Na altura, chegou a afirmar que não tardaria e o povo estaria nas ruas de várias cidades de Cuba a reclamar por pão, liberdade e democracia. Claro que eu e mais dois dos presentes duvidamos dele e achávamos que estava a exagerar e até gozámos com ele, dizendo que o longo período longe da terra estava a deixar-lhe um tanto quanto desfasado da realidade. A discussão levou mais uns minutos e depois com um "ver pra crer" da minha parte.

Na última semana, fomos surpreendidos com manifestações por várias cidades de Cuba, onde os cidadãos protestavam contra as difíceis condições de vida, falta de emprego; gritavam por mais liberdade e democracia. As redes sociais foram tomadas por imagens e vídeos de tumultos, marchas e confrontos em várias localidades de Cuba. Sempre se pensou que em Cuba estivesse tudo controlado e harmonizado. Um embargo injusto e duro de suportar há já 62 anos veio encontrar na Covid-19 e no agudizar da situação económica um aliado para "arrastar" o povo para a rua.

Os angolanos, que têm para Cuba e com os cubanos um olhar sempre muito protector, afectivo, humano e assistencialista, além de surpreendidos acabaram por ficar divididos entre o velho "Patria ou Muerte" e o novo "Patria y Vida" que domina as ruas. E até agora ainda estão. Por cá, a comunicação social pública não faz notícias sobre as manifestações em Cuba num puro contraste com a informação diária sobre os tumultos na África do Sul. A ligação e a relação política entre as lideranças dos dois países fazem que não se mostre este momento mau do país irmão. É do tipo aquilo que não sabemos (ou não queremos saber) não nos vai afectar, e tratando-se de um país irmão, a solidariedade deve ser extensiva também por parte da comunicação social.
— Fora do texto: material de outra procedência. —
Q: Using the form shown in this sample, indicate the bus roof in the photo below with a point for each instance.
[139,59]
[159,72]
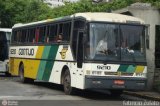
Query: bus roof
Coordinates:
[91,16]
[6,29]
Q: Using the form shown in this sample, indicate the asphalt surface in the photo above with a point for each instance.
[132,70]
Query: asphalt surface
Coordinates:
[15,93]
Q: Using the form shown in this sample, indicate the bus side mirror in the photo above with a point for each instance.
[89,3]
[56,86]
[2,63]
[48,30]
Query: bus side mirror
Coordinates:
[80,50]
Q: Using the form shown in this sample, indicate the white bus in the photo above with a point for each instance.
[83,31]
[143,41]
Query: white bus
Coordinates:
[84,51]
[5,36]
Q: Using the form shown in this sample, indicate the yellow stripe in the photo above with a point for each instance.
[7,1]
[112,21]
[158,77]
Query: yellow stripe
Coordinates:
[33,65]
[139,69]
[39,51]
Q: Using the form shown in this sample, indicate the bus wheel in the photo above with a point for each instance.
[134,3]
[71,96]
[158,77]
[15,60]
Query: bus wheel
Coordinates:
[116,93]
[67,83]
[21,74]
[7,74]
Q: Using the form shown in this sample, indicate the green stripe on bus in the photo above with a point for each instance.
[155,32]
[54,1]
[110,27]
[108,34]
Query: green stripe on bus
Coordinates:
[49,65]
[43,63]
[131,68]
[123,68]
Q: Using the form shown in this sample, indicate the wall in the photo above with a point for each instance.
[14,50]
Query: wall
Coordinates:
[151,16]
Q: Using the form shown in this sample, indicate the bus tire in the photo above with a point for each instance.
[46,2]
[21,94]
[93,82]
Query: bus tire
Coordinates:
[116,92]
[67,83]
[7,74]
[21,74]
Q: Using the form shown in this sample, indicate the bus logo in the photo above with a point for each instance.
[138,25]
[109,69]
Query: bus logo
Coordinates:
[63,53]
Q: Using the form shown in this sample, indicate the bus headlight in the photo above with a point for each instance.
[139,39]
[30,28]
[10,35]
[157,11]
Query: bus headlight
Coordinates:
[140,74]
[96,72]
[88,72]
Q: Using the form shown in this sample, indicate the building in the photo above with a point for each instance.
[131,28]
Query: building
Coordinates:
[151,16]
[56,3]
[98,1]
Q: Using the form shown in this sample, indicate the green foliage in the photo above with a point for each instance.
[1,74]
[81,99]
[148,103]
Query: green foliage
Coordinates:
[23,11]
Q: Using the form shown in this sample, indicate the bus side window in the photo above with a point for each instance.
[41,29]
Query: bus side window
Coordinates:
[31,35]
[37,36]
[42,34]
[78,25]
[19,35]
[14,36]
[60,33]
[66,31]
[24,35]
[52,33]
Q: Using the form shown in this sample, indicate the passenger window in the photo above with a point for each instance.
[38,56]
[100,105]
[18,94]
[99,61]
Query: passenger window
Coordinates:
[31,36]
[52,32]
[42,34]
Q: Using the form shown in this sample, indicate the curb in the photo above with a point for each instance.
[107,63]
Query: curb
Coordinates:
[142,95]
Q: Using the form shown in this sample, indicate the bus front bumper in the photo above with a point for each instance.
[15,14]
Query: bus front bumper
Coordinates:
[111,82]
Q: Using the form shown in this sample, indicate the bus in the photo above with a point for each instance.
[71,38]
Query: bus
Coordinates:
[5,36]
[72,59]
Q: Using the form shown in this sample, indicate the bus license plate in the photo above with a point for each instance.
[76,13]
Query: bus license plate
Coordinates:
[119,82]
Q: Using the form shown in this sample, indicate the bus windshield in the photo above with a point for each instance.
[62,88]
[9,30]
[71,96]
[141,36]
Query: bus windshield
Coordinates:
[4,43]
[115,42]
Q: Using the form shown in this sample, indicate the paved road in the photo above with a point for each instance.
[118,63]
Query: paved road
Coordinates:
[45,94]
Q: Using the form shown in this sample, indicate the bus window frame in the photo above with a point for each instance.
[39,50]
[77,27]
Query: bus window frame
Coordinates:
[115,62]
[71,38]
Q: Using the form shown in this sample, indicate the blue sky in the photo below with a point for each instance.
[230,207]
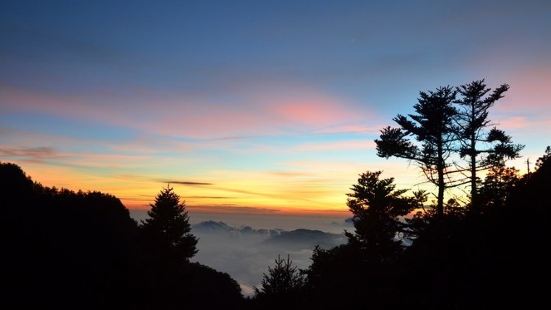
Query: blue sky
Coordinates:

Os ventos do "Patria y Vida" já começaram a soprar em Luanda, e, nesta terça-feira, o Novo Jornal acompanhou uma concentração de quase três dezenas de cidadãos cubanos residentes cá e que se mostraram solidários com os seus compatriotas. Foi uma surpresa para a nossa equipa, para os automobilistas, transeuntes e para os agentes da Polícia Nacional que apareceram no terreno para aferir a "legalidade" da manifestação. Coragem, determinação, desejo de mudança, sede de justiça e luta por democracia marcam o momento protagonizado por eles. Gritaram palavras de ordem, houve música e depois uma passeata por algumas artérias da cidade com breves e simbólicas paragens em frente à Clínica Meditex e à Embaixada dos EUA, no Miramar.

Estava programada uma manifestação para amanhã, sábado, em frente à Embaixada de Cuba em Angola, na Cabral Moncada, mas não houve autorização por parte do Governo Provincial de Luanda. Até ao momento, não há um pronunciamento das autoridades cubanas cá e qual será a sua reacção. Certo é que ainda que, de forma tímida, os ventos e gritos dos manifestantes em Havana, Camaguey e outras cidades cubanas já começaram a chegar a Luanda. Por cá também já se grita: "Patria e Vida!" Por cá também há quem esteja disposto a arriscar a vida pela pátria, ou melhor, a dar a vida por mudanças na sua pátria. Que Cuba e os cubanos encontrem a paz, concórdia, harmonia e também liberdade!